On 12.02.2012 06:27, Branko Čibej wrote:
On 12.02.2012 02:52, Stefan Fuhrmann wrote:
The silly part of FSFS is that it does not optimize access
paths, yet, but stores changes individually. The challenge
is our two-dimensional key space and the fact that different
operations traverse the data along different dimensions
(e.g. log ./. checkout).
Interestingly enough, the 2D keyspace isn't that big a problem.
On the physical level, it becomes a problem as files
model a linear data stream, i.e. you have to find a
mapping onto a 1-dimensional structure that keeps
related / dependent information closely together.
The real
issue is that we don't even represent all the relevant keys, because of
the lazy copying of subtrees. That's what actually prevents us from
doing one-shot lookups of arbitrary path@rev; and even then, we'd only
really have to do a step-by-step top-down resolve if the initial fast
lookup failed.
How do you verify that path@rev even exists?
For instance, you could maintain an index of (only)

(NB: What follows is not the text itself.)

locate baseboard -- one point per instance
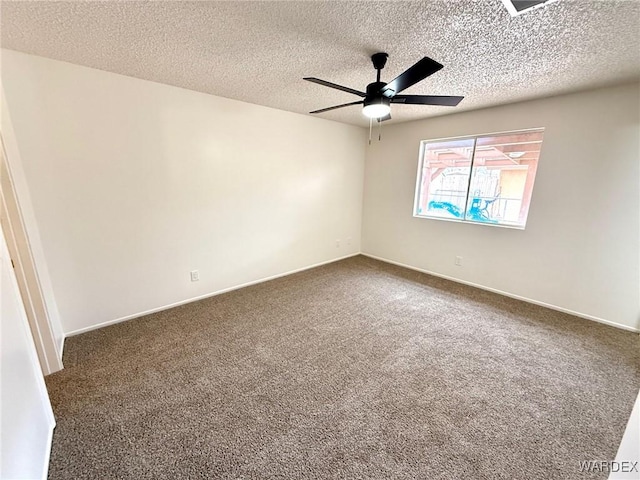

every path ever touched. As long as we want to keep
our O(1) delete operations for paths, entries in that
index cannot be updated / removed. So, we need
to always verify that there is actually a path from /@rev
to path@rev.
Question: how many entries would a direct lookup structure
need to have (i.e. path@rev -> data pointer)? Keep in
mind that may valid paths like /branches/foo/bar will never
be mentioned anywhere in a SVN repository because they
never got touched under that name. A rough estimation for
a fully expanded list of entries is
#nodesInTrunk * #openBranches * #revisions
This yields 10^9 entries for small repositories and>10^14
for KDE-sized ones. Clearly impractical.
So that's not how you do it. :)
You'd only need one reference per actual node, not per possible node
lookup paths including revisions. Obviously you have to resolve path@rev
to a concrete node before you can do anything with its attributes. With
the caveat that there's a nasty edge case involving not-yet-lazy-copied
child nodes; but given the way we currently crawl the tree, that's not
really an issue.
We simply follow the tree, i.e. one lookup per parent.
With any luck most of the intermediate nodes have
already been cached, which is exactly what makes our
differential trees so efficient: as long as a sub-tree is
not being modified, all copies and future revisions
share the *same* representation.
But maybe we are simply talking past each other here.
So, could you give a short summary of what you consider
wrong / inefficient about SVN / FSFS and how you would
like to see this addressed.
-- Stefan^2.